How to Protect Your Business During a Banking Crisis
The collapse of Silicon Valley Bank set off a wave of panic about the banking industry, and American businesses aren’t out of the woods yet. Here are three ways to protect your business from the banking crisis.
Business owners have many worries that keep them up at night, but until recently, the risk of a bank run wasn’t one of them. The collapse of the relatively small, niche Silicon Valley Bank (SVB) could have been dismissed as an outlier, but with the collapse and takeover of Credit Suisse, a huge global bank with a 168-year history, it’s clear that no bank customer is safe.
It will be a long time before that sense of unease disappears. The CEO of JPMorgan Chase, the largest bank in the U.S., recently admitted the banking crisis is not over and that there will be repercussions for years to come. Here is what that means for small and mid-sized B2B companies, and how owners can minimize their exposure to risk.
Evaluate your bank
Just as your bank conducted due diligence before entering into a business relationship with you, you can conduct due diligence before choosing to trust your money to them. Getting a better sense of their risk profile can help you make more informed choices about how to keep your money safe.
Here are a few risk factors to explore.
Is your bank insured?
If your bank is insured by the Federal Deposit Insurance Corporation (FDIC) or the National Credit Union Administration, you can take comfort in the fact that up to $250,000 of the money you have on deposit is insured, a guarantee that is backed by the US government.
What is your bank’s concentration risk?
As we saw with SVB, when a bank’s relationships are concentrated in a specific industry, it can open the bank to significant risk. Ideally, your bank will cater to a diverse customer base that includes businesses of all types and sizes.
What is the bank’s financial risk?
You can find verified details on a bank’s financials, including assets, liabilities, and capital, asset diversification, and other key data about their financial health by searching the FDIC database.

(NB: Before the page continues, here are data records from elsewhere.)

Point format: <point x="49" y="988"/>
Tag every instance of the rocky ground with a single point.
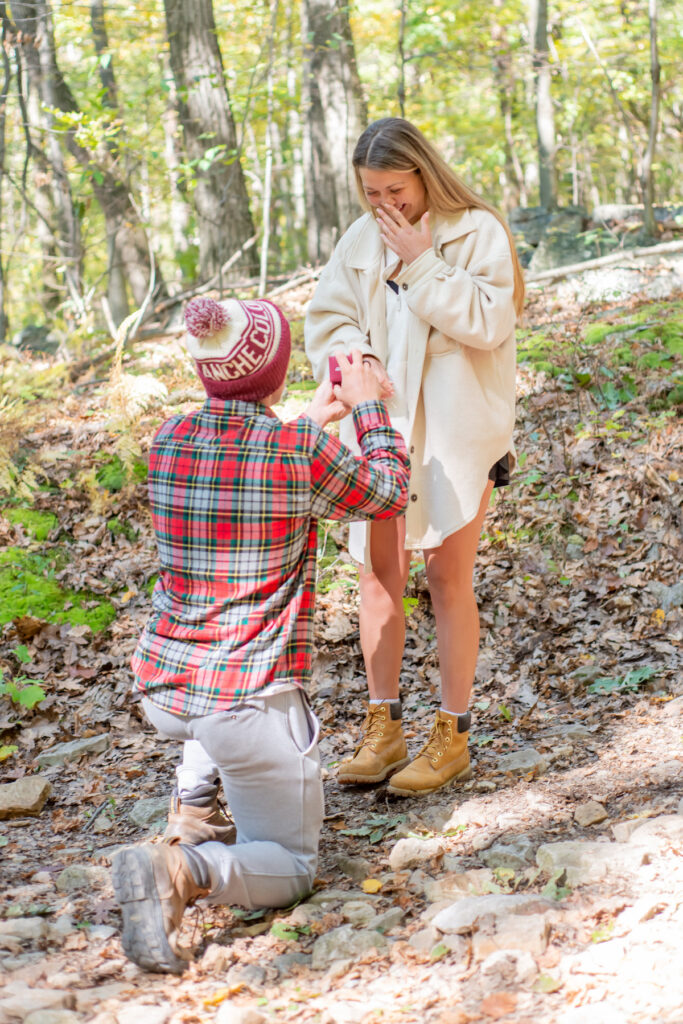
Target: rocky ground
<point x="549" y="889"/>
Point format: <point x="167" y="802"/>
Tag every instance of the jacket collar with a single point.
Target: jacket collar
<point x="368" y="248"/>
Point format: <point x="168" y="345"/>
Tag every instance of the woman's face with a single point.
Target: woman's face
<point x="401" y="189"/>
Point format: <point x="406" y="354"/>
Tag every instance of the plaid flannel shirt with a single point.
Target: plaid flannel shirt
<point x="236" y="496"/>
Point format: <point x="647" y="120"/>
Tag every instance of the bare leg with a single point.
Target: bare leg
<point x="450" y="568"/>
<point x="382" y="617"/>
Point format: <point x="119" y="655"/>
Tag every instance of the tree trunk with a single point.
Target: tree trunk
<point x="221" y="201"/>
<point x="127" y="239"/>
<point x="514" y="189"/>
<point x="4" y="91"/>
<point x="180" y="209"/>
<point x="545" y="119"/>
<point x="334" y="117"/>
<point x="29" y="22"/>
<point x="646" y="177"/>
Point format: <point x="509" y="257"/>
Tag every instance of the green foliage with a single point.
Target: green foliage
<point x="556" y="888"/>
<point x="377" y="826"/>
<point x="114" y="474"/>
<point x="629" y="683"/>
<point x="37" y="524"/>
<point x="119" y="528"/>
<point x="28" y="587"/>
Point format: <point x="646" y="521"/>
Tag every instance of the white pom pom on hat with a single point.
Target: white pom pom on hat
<point x="241" y="349"/>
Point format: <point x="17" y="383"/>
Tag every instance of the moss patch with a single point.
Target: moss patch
<point x="38" y="524"/>
<point x="28" y="587"/>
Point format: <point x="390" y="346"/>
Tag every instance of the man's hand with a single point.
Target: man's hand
<point x="325" y="408"/>
<point x="359" y="380"/>
<point x="401" y="238"/>
<point x="385" y="382"/>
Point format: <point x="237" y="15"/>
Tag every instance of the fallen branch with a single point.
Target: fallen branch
<point x="591" y="264"/>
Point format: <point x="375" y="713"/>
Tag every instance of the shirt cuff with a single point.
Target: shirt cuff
<point x="368" y="415"/>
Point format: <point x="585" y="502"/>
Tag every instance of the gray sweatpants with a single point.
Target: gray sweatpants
<point x="265" y="751"/>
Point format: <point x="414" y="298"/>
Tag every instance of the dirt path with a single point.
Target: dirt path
<point x="548" y="889"/>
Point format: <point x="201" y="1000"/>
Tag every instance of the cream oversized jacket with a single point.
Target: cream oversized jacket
<point x="461" y="363"/>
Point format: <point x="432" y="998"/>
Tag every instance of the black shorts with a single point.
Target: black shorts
<point x="500" y="472"/>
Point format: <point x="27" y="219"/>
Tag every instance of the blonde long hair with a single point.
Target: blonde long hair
<point x="395" y="144"/>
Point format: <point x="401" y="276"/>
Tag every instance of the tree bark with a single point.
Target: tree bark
<point x="69" y="239"/>
<point x="334" y="117"/>
<point x="514" y="188"/>
<point x="127" y="238"/>
<point x="646" y="176"/>
<point x="221" y="201"/>
<point x="4" y="92"/>
<point x="545" y="119"/>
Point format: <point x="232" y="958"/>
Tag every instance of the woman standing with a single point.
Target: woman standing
<point x="428" y="285"/>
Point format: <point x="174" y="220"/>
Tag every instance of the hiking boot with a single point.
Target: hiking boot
<point x="442" y="760"/>
<point x="153" y="884"/>
<point x="198" y="824"/>
<point x="382" y="749"/>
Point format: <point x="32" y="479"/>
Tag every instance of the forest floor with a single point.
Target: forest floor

What is the bank’s Moody’s rating?
Moody’s provides a Bank Financial Strength Rating (BFSR) for every bank, from Aaa (minimal risk) to C (high risk). When a bank’s rating is low or has been downgraded, it signals that the institution may be at risk of a collapse.
Note that a good rating from Moody’s is not a guarantee of stability: Moody’s gave SVB an A rating—a relatively positive score—before it collapsed.
What is the bank’s cyber risk?
In 2022, 63% of financial institutions experienced an increase in destructive attacks, and the majority are planning to significantly increase their investment in cybersecurity. Ask your bank what protections they have in place against cyber-attacks.
What is the bank’s exposure to cryptocurrencies?
Cryptocurrency has had a destabilizing effect on the economy, and regulators and economists have begun warning banks to limit their exposure to crypto assets. However, there are no official limits banks need to adhere to, so it’s worth asking your bank about its level of exposure.
Diversify Your Banking Relationships
One of the most important steps you can take to protect your business is to diversify your banking relationships by relying on more than one financial institution to manage your finances. Using multiple financial institutions mitigates the impact that a bank failure can have on your operations and finances. It could also reduce your losses if you routinely maintain balances above $250,000. It could also give you more bargaining power when negotiating loan terms and other financial services.
Build Up Your Liquidity
A business’s liquidity is heavily reliant on its banking relationships. Banks not only hold a business’s cash deposits but also provide access to loans or lines of credit that give businesses the cash they need to operate.
By holding deposits, loans, and lines of credit with more than one bank, you can ensure that if one bank collapses, your business will still have access to cash.
Alternative forms of financing that are secured outside of the banking system can also help businesses stay liquid. While online loans and merchant cash advances charge high interest rates and fees, financing options such as invoice factoring, mobilization financing, inventory financing, and purchase order financing all offer ways to accelerate cash flow more affordably.
Prepare and Survive
The consensus is that the U.S. banking system is stable and sound. The likelihood that you will ever be faced with the sudden and permanent closure of your business banking institution is very low. But as we have seen, it can happen, and the consequences can be devastating.
The collapse of SVB may seem like an outlier, but nearly 200 banks have similar risk profiles. Meanwhile, a volatile economy and the destabilizing impact of cryptocurrencies are placing even greater pressure on the banking system.
Performing a little extra due diligence on your banking partners, diversifying your banking relationships, and exploring alternative financing options that exist outside the traditional banking system can help to protect your business from the effects of a banking crisis.